Он сразу представил, какое глупое впечатление это произвело – изумленная пауза и далекое дыхание, словно застывшее на минуту смущение в бесчисленных разбегающихся проводах. Казалось, все замерло. Ему осталось (человеку все равно, на что тратить свои мгновения, – идея отрицания Бога): одно ускользающее ощущение банкрота – фраза тотчас же упорхнула, осталось неудовольствие собой и чуть-чуть собеседником в трубке, и он мысленно снова уплыл в текст, ловя хвостик ассоциаций, и даже чуть отстранился, как вдруг:
– Я насчет Димы... – конфузливо признался голос. Был он глухой и чуть-чуть шершавый – просто от трубки, без волнующих ноток, как будто с Луны, не вульгарный, не требовательный – просто молодой.
– Это мы сейчас обсудим, – весело сказал он. – А в чем, собственно, дело?
– Дело в том. – Голос задел его сочной дробностью, словно перекатились гладкие камушки вперемешку с жалящими пчелами, так складываются в тебе пирамидки, которые ты тут же готов разрушить отрицанием, и с удивлением внимать далекому эху, – что он пропал... – ответили так же бесстрастно и точно, – и... и мне жутко... – И вслед этому сразу переменился – побурел, свернулся, как лист, как будто искал, куда упасть или, самое меньшее, – прикорнуть на чьем-то плече.
Это было уже на что-то похоже – на несыгранную сцену, на старинный запах, исходящий от бабушкиного сундука под скрипучей крышкой. Привычка раскладывать по кирпичикам – он не торопился, он знал: стоит ему получить представление о человеке, как он потеряет к нему всякий интерес. Так было всегда, и он не представлял себя другим.

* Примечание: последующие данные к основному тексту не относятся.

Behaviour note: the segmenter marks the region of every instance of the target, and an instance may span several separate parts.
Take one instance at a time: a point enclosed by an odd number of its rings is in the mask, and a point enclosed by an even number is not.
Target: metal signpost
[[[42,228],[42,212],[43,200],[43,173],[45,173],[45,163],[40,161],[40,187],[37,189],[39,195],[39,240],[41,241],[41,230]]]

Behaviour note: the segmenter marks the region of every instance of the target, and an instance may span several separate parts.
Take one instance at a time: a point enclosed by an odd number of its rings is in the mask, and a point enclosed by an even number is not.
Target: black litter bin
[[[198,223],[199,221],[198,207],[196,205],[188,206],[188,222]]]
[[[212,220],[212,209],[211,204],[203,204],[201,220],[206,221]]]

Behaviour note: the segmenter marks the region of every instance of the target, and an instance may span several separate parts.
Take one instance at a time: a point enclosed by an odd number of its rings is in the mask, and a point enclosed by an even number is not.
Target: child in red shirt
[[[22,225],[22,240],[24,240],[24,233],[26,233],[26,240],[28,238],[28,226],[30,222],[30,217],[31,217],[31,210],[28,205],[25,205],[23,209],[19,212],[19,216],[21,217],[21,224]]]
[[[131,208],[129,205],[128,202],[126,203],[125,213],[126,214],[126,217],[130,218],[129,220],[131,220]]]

– Всегда рад помочь, – еще раз весело отозвался он, пытаясь приободрить невидимую собеседницу.
– Нет, именно пропал, – пожаловалась женщина на той стороне провода, и ему показалось, что она даже всхлипнула, – и я не знаю, что делать...
– Вы заявляли в полицию? – спросил он теперь чуть встревоженно и вспомнил предупреждение Королевы недельной давности.
– Вначале надо попасть в его мастерскую... – почему-то сообщила она ему.
"Тогда это серьезно", – подумал он и не спросил, почему прежде надо попасть именно туда, поняв лишь, что, по меньшей мере, это не телефонный разговор, раз его предупреждают так таинственно.
– Меня зовут Изюминка-Ю, – представилась она. – Я буду ждать...
– Хорошо, – согласился он сразу же, потому что услышал осторожные шаги Саскии. – Завтра там же в десять. – И положил трубку.
– Опять поклонницы? – спросила Саския, и голос ее был отзвуком альта спросонья.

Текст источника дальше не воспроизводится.